Chen Guangcheng fugiu da prisão domiciliar e se escondeu na embaixada americana; países tentam acordo antes da chegada de Hillary a Pequim

CLÁUDIA TREVISAN, CORRESPONDENTE / PEQUIM, O Estado de S.Paulo

01 Maio 2012 | 03h05

EUA e China tentam chegar a um acordo sobre o destino do ativista cego Chen Guangcheng antes da chegada a Pequim da secretária de Estado dos EUA, Hillary Clinton, na quarta-feira.

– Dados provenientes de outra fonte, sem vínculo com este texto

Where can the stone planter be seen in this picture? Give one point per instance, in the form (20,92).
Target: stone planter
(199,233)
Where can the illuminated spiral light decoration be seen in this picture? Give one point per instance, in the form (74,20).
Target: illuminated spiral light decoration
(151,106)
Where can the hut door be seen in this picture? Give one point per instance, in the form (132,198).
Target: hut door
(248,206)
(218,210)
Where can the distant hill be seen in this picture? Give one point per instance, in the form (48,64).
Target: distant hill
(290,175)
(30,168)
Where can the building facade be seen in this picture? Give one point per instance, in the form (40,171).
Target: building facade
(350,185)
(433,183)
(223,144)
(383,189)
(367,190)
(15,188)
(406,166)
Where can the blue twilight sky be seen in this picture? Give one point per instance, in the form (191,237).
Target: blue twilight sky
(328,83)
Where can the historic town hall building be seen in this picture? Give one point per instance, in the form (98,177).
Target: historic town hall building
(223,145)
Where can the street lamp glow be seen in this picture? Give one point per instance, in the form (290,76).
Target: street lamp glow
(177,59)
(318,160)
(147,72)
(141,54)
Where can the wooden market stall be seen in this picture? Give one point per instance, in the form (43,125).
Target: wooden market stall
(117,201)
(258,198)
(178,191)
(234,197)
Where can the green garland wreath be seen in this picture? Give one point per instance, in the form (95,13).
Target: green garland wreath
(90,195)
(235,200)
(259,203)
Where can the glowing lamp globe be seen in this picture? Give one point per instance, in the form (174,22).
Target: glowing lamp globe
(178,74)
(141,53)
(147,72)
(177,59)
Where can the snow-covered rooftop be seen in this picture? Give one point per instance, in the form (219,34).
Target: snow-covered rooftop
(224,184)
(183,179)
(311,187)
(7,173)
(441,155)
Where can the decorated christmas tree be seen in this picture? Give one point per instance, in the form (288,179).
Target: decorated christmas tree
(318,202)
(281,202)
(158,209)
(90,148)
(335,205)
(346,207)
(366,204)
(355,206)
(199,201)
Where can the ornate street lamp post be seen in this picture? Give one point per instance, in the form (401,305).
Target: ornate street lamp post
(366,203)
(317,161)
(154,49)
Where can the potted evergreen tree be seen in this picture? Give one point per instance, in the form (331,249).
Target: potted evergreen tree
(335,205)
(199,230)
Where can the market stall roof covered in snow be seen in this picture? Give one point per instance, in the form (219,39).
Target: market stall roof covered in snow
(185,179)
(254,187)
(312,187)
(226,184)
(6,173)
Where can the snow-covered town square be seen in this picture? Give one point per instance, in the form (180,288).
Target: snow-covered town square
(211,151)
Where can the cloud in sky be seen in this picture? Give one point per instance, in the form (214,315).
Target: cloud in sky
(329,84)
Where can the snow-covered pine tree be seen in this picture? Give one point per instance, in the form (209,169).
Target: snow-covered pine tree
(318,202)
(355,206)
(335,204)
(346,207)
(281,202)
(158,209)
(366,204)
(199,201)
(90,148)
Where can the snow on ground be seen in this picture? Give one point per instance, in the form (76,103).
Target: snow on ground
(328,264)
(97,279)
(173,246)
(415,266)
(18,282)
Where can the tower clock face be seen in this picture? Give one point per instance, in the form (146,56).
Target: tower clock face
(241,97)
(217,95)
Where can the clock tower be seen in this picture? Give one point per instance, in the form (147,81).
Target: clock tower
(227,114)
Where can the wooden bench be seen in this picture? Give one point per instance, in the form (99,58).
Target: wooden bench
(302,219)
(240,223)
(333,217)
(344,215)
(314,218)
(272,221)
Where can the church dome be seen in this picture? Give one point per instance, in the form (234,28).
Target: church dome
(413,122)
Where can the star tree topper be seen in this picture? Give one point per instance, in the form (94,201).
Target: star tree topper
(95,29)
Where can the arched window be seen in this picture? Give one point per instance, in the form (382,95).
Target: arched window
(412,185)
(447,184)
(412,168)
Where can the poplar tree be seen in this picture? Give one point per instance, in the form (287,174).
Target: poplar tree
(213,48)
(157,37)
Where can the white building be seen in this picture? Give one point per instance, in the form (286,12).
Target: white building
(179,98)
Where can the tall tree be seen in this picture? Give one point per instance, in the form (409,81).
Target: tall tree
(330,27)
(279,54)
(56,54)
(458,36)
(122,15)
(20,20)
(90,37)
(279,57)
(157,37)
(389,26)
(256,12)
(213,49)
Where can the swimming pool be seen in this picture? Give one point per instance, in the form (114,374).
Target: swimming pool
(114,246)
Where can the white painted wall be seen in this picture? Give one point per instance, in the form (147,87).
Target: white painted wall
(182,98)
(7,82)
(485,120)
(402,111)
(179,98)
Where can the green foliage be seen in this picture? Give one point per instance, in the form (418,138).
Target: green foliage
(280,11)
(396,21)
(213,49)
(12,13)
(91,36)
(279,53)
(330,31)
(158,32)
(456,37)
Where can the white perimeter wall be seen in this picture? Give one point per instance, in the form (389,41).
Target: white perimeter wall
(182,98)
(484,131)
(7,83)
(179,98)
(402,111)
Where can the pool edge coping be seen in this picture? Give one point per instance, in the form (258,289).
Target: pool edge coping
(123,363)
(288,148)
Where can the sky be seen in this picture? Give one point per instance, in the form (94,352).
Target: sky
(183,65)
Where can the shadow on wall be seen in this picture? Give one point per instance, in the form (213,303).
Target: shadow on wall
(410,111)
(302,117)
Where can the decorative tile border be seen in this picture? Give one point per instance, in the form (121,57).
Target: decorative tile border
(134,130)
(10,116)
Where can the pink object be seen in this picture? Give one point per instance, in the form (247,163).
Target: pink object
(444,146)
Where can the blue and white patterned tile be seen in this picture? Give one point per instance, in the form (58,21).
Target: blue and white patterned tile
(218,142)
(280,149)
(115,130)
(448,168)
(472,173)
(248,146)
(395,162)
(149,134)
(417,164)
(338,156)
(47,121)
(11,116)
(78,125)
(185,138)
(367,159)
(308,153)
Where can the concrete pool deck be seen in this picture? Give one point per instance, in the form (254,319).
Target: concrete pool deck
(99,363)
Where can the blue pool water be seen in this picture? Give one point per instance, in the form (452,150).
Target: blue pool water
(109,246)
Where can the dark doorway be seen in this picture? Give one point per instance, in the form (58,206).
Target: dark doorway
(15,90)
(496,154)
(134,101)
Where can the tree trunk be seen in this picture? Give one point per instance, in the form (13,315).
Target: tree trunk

Para Bob Fu, presidente da entidade ChinaAid, a solução mais provável é o asilo político nos EUA. "Chen e sua família podem ter de sair do país para tratamento médico", disse Fu ao Estado, citando fontes próximas aos dois governos. "A disposição da China é encontrar uma rápida solução para o caso."

Autoridades chinesas e americanas continuaram ontem a negociar um acordo sobre Chen, que escapou de prisão domiciliar há nove dias e está sob proteção de diplomatas dos EUA em Pequim. Os dois lados se recusam a comentar o assunto. O presidente Barack Obama não quis confirmar se Chen está na embaixada e se limitou a dizer que a "relação com a China será mais forte à medida que se vejam melhoras com relação aos direitos humanos".

O ativista era mantido confinado em sua casa na Província de Shandong havia 19 meses, desde que cumpriu a pena de 4 anos e 3 meses de prisão a que havia sido condenado em 2006. A detenção domiciliar não tinha base legal nem decorria de uma condenação judicial.

Hillary chega amanhã para participar do Diálogo Estratégico e Econômico entre os dois países. A hipótese de asilo é considerada remota por Hu Jia, um dos dissidentes que ajudou a planejar a fuga do ativista. "Na última vez em que nos encontramos, ele me disse que pretendia permanecer na China", disse. Hu foi interrogado por 23 horas no fim de semana sobre a fuga de Chen e liberado no domingo à noite. Guo Yushan, que também ajudou na execução do plano, foi solto após três dias de detenção. Só He Peirong, a mulher que levou Chen de carro até Pequim, continua presa.

A permanência de Chen na China só será possível se Pequim der garantias de que ele e sua família não sofrerão represálias e haverá um fim à violência a que eram submetidos. Resta saber se o Partido Comunista estará disposto a fazer essa concessão.

A fuga do ativista ocorreu em um momento delicado para Pequim, que já enfrenta o escândalo de Bo Xilai, que era um dos principais candidatos ao órgão máximo de comando do Partido Comunista até cair em desgraça no mês de março.